Party spokesman Sammy Wilson said extending Brexit negotiations by one year would be preferable to "volunteering to be locked into the prison of the withdrawal deal with the cell door key in the pocket of Michel Barnier," the EU's chief negotiator.
The DUP controls 10 crucial votes in the House of Commons, and many hard-line Brexit supporters may follow the party's lead when deciding how to vote.
The European Parliament's top Brexit official says that "we see for the moment a real Brexit revolt" in the United Kingdom, with over 5 million people signing an online petition to revoke Britain's decision to leave the EU and a million taking to the streets to stay in the EU.
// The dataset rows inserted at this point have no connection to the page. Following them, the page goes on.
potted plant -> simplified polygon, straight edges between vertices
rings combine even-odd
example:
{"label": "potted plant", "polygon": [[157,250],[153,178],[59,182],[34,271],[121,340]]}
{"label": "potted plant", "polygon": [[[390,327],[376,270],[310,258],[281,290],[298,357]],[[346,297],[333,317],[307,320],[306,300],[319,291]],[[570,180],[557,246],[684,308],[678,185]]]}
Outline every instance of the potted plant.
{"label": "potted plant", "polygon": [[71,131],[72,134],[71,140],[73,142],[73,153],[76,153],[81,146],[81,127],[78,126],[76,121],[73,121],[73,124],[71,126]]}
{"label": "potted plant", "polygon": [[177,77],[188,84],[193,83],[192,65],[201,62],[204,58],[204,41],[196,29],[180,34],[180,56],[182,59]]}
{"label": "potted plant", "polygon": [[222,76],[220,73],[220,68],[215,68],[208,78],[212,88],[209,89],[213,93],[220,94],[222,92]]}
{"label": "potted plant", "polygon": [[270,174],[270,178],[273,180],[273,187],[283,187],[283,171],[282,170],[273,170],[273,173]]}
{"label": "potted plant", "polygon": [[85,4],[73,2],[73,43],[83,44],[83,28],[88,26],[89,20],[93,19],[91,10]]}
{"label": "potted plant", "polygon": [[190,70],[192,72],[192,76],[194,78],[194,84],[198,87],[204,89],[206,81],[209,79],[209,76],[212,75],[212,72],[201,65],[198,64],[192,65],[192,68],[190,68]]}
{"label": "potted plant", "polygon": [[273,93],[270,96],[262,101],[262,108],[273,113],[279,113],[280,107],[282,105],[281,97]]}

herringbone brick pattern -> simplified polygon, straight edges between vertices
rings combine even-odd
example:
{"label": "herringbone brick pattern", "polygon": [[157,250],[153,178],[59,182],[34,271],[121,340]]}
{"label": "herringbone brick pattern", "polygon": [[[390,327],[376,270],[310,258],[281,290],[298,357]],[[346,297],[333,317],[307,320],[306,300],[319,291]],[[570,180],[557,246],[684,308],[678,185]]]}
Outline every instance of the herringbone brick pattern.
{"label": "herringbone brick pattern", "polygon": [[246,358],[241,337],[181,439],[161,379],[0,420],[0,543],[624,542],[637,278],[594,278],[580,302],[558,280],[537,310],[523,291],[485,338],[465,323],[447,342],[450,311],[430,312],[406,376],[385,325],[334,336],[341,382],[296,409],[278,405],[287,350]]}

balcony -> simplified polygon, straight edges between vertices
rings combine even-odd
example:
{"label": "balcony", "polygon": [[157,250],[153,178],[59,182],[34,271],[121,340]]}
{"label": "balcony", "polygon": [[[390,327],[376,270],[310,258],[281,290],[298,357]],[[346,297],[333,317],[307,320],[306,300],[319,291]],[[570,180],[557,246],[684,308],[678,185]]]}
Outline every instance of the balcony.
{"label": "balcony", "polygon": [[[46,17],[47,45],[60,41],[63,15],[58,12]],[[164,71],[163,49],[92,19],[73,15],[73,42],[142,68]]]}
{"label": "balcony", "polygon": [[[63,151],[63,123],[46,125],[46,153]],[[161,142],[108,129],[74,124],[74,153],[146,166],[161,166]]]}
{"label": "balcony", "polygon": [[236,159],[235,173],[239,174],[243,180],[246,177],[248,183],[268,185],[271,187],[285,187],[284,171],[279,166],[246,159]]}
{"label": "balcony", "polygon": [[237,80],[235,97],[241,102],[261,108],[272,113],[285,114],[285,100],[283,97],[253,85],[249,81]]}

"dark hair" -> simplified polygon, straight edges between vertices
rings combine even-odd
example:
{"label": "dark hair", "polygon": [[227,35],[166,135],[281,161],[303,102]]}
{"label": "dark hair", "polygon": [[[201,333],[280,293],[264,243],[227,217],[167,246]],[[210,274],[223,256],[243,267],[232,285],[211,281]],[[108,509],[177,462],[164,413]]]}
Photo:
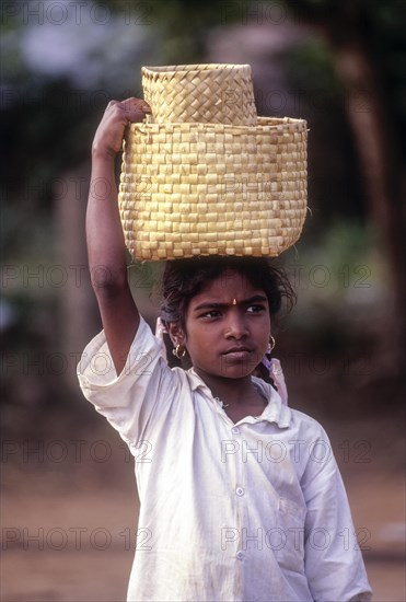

Guy Verhofstadt said Tuesday he felt especially encouraged by the vote in the House of Commons seizing more control over the stalled Brexit process and setting up a series of votes this week that could dramatically alter the course of the U.K.'s departure.
Verhofstadt said that "it is possible now to work in Britain toward a cross-party alliance," adding that "I hope it will lead to a proposal that can be backed by a majority" in Westminster.
British Prime Minister Theresa May's government says Parliament's decision to take control of the stalled process of leaving the European Union underscores the need for lawmakers to approve her twice-defeated deal.
The House of Commons voted Monday to take control of the parliamentary timetable on Wednesday so lawmakers can vote on alternatives to the withdrawal agreement May negotiated with the EU. The government usually controls the scheduling of votes in Parliament.
But Health Secretary Matt Hancock told the BBC on Tuesday that the government won't "pre-commit" to accepting the option backed by lawmakers.
Hancock says lawmakers should support the prime minister's agreement because "the best way through this impasse is the one deal that's been negotiated with the EU."